In the 1980s, when we wrote the story, the risk of an invasion by the North had been everpresent since the 1950s. I had military friends who had been stationed in the ROK, and told stories about constant North Korean raids into the south, which continue to this day, by the way. In storytelling terms, there are massive forces present, but they are balanced against each other – static. Our task would be to knock them out of balance in the first chapter, and then write about what happened next.
The second story was different, in that it was an unexpected event, something that simply happened inside the North, and the story told how everyone else reacted to it.
7) Much has changed since you wrote Red Phoenix. Would you have ever guessed that North Korea would outlive the Soviet Union?
I’ve learned to not predict anything about international relations, and especially with the North. it’s a unique country, filled with built-in contradictions. I’m sure both Communist Russia and the present-day PRC regard the DPRK as an abomination. A dynastic communist state? Seriously? It’s simply an strongman dictatorship, which we’ve seen throughout history in many forms. Its most unusual feature is its longevity. The only reason China still supports it is that it’s strategic real estate on China’s border, and sending half of their foreign aid to North Korea is less expensive than having a failed state, or Lenin forbid, another Asian democracy there instead. Of course, that’s what happened at the end of RPB, but we solved that problem in the book by 1) guaranteeing a massive build-down of all military forces, which would be unnecessary in a unified Korea, and by Korea promising to buy lots of Chinese stuff.
8) Do you have a favorite character in Red Phoenix Burning?
Probably Cho. His role in the story grew as we wrote it. We created him – a spy – as someone who could give the readers a bug’s eye view of life in the North, and who might have a role in the third act. Instead, about the time that his Russian masters sent him into the hell that was Pyongyang on what he knew full well was a suicide mission, he was presented with the opportunity to do a good deed, and decided to quit without two weeks’ notice. And of course, once he was at the mission, and met Kary, the rest of their story wrote itself. So someone who as supposed to be a minor character not got to be the Big Damn Hero. He probably experienced the most character growth, and he got the girl. Worked for me.
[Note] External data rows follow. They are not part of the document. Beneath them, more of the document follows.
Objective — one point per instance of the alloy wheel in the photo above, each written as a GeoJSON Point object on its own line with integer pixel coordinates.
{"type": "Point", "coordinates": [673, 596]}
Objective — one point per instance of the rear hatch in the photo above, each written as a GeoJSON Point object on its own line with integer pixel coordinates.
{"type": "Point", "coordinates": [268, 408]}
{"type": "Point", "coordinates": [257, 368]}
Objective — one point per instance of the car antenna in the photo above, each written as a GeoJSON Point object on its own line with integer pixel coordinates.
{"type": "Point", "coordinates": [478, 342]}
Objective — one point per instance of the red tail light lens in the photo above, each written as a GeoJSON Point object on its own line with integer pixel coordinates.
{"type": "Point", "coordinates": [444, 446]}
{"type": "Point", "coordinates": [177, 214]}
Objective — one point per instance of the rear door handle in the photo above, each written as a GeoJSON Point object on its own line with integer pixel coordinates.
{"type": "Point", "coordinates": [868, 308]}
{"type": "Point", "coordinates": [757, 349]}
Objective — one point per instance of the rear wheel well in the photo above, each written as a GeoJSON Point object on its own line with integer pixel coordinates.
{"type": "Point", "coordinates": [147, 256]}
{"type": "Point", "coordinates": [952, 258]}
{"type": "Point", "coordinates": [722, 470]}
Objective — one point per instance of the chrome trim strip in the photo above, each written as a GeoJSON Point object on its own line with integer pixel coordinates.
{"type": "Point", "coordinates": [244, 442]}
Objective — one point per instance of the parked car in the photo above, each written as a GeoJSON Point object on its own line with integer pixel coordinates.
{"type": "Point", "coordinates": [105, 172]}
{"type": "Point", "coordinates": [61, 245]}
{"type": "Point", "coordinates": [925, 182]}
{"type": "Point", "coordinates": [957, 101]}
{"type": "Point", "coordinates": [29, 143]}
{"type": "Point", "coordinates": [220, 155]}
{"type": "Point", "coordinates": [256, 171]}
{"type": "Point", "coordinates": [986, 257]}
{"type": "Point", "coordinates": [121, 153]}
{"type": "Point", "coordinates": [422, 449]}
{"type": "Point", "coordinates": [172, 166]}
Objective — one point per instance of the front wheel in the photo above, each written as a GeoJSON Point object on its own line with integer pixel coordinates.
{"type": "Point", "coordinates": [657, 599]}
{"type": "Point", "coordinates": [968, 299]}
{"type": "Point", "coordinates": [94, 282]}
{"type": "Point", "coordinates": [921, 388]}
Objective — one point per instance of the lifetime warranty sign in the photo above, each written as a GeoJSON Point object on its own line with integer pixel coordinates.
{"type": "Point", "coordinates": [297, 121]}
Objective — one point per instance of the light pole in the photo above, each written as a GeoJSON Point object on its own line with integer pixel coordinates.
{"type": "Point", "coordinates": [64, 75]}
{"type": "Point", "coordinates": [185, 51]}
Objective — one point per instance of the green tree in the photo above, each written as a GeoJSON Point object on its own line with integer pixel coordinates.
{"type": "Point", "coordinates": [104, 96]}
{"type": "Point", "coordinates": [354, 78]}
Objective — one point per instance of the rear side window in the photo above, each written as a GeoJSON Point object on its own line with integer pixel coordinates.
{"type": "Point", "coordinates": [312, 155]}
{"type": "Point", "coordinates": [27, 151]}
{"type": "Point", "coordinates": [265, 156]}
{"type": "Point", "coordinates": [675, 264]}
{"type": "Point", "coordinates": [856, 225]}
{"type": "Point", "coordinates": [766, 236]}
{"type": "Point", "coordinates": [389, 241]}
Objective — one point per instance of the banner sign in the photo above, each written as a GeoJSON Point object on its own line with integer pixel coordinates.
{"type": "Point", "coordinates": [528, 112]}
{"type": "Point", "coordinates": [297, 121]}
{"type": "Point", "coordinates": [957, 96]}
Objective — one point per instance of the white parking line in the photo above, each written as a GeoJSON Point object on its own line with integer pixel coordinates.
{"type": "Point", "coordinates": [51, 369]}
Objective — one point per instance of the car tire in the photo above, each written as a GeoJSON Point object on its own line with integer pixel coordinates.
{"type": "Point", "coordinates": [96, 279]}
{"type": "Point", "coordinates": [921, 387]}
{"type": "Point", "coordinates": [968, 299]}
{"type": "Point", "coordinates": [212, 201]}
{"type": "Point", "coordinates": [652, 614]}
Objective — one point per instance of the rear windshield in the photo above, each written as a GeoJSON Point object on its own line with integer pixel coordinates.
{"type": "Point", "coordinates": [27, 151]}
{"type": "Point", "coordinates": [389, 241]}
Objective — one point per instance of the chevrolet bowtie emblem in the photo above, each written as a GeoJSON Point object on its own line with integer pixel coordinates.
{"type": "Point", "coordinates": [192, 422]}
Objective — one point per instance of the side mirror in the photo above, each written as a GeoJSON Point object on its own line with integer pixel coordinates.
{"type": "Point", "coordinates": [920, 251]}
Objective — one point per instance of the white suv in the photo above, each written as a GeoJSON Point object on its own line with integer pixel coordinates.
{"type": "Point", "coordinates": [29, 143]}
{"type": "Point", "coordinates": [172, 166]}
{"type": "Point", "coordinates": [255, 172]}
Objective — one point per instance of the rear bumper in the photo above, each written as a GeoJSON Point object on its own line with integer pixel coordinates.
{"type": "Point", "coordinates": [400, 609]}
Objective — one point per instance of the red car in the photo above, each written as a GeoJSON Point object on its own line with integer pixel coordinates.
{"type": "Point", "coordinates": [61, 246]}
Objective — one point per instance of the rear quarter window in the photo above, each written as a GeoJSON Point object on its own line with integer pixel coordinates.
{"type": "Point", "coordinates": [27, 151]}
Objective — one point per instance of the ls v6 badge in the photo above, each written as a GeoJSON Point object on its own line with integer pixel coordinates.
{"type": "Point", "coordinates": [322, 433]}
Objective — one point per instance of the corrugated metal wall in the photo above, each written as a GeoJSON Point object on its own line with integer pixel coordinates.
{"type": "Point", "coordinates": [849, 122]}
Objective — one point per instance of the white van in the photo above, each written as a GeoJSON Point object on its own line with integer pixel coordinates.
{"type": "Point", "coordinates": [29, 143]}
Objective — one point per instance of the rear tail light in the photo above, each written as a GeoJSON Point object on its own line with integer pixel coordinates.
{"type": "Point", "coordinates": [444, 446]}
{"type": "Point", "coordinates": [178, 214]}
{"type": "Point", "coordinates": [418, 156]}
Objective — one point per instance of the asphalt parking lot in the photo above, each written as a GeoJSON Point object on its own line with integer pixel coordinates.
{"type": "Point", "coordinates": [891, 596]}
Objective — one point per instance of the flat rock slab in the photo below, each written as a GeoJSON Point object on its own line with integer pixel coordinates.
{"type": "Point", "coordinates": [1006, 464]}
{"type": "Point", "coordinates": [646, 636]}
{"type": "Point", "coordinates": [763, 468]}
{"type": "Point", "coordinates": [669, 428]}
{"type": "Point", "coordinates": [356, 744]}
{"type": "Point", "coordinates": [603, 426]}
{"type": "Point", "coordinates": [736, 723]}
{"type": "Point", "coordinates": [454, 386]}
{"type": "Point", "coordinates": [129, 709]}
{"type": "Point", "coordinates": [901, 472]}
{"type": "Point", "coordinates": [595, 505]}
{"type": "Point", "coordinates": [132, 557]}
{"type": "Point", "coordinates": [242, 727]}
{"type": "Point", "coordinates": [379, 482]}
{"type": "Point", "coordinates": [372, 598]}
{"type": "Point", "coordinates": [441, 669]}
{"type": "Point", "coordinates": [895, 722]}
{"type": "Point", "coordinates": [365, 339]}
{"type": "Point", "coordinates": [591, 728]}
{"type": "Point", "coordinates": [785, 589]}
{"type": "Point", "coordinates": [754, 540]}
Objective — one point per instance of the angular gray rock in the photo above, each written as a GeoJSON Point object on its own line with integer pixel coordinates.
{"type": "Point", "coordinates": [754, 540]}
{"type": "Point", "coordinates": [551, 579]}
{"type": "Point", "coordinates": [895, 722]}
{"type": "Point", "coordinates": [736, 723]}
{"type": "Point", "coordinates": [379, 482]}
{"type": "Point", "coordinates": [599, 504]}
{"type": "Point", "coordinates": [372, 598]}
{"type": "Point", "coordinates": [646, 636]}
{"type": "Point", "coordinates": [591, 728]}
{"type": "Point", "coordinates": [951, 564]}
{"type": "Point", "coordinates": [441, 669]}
9) What do you foresee in the future for Korea?
Not a clue. Given the inherent structural weakness in an any dictatorship, especially one built on an extreme cult of personality, at some point, there will be a coup/civil/war/revolution. This year? Ten years from now? Fifty? It will be bad for everyone in the North, because the government has control over everything. Some outside event may happen first that topples the cards. I’m sure COVID stressed them. What if an economic crisis in China meant they simply couldn’t send the necessary aid, and things started to fall apart? My belief is that bad as it is, a stable Kim regime is better than an unstable one, and any change or stress on such a rigid structure will create some instability.
10) What are you working on currently?
We’ve transitioned to publishing, and have our own company, the Admiralty Trilogy Group, that publishes naval-themed material, wargames, naval history, data annexes, and nonfiction book titles. We’re spending a lot of time with China these days, and just published China’s Navy, which is all about Chinese ships and aircraft from 1955 to the current day. We’ve been working on it for over a year, and it’s the best unclassified data you’ll find anywhere. We’ve got over fifty different products, with more on the way.